No dia 3 de Outubro de 1910, quando se estava a escassas horas da eclosão da revolta que haveria de conduzir à queda definitiva da monarquia portuguesa, o Dr. Miguel Bombarda apresentou-se, como habitualmente o fazia, no hospital de Rilhafoles. Para este líder do golpe de estado que estava prestes a agitar a vida política nacional, esse dia era, do ponto de vista profissional, um dia de trabalho como os outros.
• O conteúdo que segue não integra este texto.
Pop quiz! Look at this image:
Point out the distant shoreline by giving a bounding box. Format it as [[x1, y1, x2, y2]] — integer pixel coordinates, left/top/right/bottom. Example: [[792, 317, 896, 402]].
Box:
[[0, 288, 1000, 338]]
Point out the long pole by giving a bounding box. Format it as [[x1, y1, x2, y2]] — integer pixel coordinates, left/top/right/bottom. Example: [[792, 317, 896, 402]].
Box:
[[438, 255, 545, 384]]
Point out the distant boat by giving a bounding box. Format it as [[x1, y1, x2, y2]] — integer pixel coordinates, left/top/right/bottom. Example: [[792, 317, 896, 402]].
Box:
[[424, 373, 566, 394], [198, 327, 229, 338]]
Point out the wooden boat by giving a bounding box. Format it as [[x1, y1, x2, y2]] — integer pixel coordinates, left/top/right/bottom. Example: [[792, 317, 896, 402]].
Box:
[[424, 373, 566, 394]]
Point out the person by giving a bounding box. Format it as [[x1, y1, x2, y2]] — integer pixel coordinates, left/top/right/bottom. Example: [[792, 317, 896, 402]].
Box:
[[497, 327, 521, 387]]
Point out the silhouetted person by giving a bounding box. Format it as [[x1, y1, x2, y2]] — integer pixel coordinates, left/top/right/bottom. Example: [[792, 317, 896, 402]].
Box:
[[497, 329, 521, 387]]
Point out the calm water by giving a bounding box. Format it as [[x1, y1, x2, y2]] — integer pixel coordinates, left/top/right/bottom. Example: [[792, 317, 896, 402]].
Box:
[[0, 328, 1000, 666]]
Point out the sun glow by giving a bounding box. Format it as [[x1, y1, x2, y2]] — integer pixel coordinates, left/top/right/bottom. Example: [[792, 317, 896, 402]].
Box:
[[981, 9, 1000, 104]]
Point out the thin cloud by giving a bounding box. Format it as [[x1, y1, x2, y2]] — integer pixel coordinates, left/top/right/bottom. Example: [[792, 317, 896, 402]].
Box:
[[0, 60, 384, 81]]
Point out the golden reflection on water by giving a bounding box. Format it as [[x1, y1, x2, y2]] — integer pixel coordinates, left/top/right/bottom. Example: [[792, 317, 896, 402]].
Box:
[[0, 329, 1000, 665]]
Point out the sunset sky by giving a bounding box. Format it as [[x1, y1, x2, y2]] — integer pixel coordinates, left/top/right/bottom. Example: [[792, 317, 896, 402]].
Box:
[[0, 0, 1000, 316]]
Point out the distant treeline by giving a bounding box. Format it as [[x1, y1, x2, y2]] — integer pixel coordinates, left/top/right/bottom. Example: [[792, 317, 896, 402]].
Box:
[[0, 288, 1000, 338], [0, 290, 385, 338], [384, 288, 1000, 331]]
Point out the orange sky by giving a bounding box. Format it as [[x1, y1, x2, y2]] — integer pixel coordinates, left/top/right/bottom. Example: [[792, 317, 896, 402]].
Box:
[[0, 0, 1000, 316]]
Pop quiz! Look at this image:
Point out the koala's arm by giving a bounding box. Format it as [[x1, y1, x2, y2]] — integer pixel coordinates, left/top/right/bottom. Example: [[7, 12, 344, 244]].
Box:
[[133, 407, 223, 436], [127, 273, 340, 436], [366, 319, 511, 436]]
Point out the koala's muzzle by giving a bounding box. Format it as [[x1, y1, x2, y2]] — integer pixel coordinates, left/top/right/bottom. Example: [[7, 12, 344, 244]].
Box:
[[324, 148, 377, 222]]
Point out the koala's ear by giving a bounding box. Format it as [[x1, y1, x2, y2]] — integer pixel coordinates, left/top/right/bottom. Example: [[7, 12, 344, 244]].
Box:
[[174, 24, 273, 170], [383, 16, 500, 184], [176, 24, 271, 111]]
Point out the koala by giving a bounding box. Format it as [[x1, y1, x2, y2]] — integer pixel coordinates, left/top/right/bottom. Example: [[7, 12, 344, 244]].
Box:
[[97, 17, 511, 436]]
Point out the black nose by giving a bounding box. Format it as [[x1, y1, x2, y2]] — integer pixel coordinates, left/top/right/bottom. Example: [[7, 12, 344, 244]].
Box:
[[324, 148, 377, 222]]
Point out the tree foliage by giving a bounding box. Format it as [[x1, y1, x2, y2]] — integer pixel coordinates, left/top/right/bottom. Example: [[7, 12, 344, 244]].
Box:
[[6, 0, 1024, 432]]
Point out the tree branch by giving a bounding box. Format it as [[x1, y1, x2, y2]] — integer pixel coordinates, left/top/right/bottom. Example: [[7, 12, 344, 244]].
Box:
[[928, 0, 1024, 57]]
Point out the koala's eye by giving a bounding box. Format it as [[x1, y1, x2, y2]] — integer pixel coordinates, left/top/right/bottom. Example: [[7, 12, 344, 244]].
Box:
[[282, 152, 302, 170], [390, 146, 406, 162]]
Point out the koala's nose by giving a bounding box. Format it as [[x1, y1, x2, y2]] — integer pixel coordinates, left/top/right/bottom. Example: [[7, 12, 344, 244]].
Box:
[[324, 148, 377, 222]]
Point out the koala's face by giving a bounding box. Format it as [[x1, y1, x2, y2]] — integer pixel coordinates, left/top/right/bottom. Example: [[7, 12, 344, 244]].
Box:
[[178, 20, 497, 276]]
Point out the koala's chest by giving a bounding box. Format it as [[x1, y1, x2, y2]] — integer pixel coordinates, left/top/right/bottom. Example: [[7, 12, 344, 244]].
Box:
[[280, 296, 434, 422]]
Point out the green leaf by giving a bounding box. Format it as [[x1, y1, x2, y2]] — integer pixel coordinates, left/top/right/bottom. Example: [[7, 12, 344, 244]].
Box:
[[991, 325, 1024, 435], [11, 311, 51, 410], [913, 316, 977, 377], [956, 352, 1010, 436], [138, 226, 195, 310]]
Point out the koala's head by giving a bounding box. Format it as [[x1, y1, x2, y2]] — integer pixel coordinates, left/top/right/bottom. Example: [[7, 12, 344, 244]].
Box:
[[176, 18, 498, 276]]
O ilustre psiquiatra encontrava-se, pois, sentado à secretária do seu gabinete hospitalar, quando a porta do dito foi franqueada por um seu antigo paciente, o tenente do exército Aparício Rebelo. Ao vê-lo, o Dr. Miguel Bombarda soergueu-se, esboçou um gesto amável para cumprimentar o inesperado visitante, quando este sacou, bruscamente, de uma pistola Browning e alvejou o médico com dois tiros, disparados à queima-roupa. Alertado pelos estampidos, um dos guardas do estabelecimento hospitalar acorreu rapidamente ao escritório do Director de Rilhafoles. Apercebendo-se imediatamente da gravidade da situação, o diligente e corajoso funcionário atirou-se ao agressor e desarmou-o. Mas o irremediável estava, contudo, consumado.
Perante a extrema gravidade dos ferimentos causados pelos tiros desfechados pelo tresloucado oficial, o Dr. Miguel Bombarda foi imediatamente conduzido ao banco do hospital de São José. Ali se manteve algum tempo, perfeitamente lúcido, chegando até a discutir com os seus colegas sobre as medidas a adoptar para o seu caso, aquando da operação cirúrgica a que deveria submeter-se sem mais delongas. Segundo uma testemunha ocular da patética cena, o famoso alienista ainda teve a presença de espírito suficiente para retirar de um dos seus bolsos um documento, que queimou. Presumiu-se, mais tarde, que se tratasse de uma lista de nomes de cidadãos de Lisboa implicados, como ele, no levantamento popular agendado para daí a poucas horas.
O notável clínico não conseguiu resistir, infelizmente, à gravidade dos ferimentos que lhe haviam sido infligidos pelo tenente Rebelo, apesar de todos os cuidados que lhe foram dispensados em São José. E acabou por falecer no hospital nesse mesmo dia 3 de Outubro de 1910, sem ter podido saborear a vitória da revolução republicana que ele havia apadrinhado. A sua trágica morte chegou a ser apresentada, por alguns dos seus correligionários, como um crime político, pelo facto do assassino do Dr. Miguel Bombarda estar ligado ao exército real. O mais provável, porém, é ter sido o acto do tresloucado militar, a acção isolada de um doente e nada ter tido a ver com as opiniões políticas perfilhadas pela sua vítima. Um homem cujo nome se inscreve na nossa História como uma das maiores glórias da medicina portuguesa de inícios do século XX. Coisa curiosa : o Dr. Miguel Bombarda foi a enterrar no dia 6 de Outubro de 1910, ao mesmo tempo que um outro grande paladino da República que se chamou Cândido dos Reis. (M. M. S.).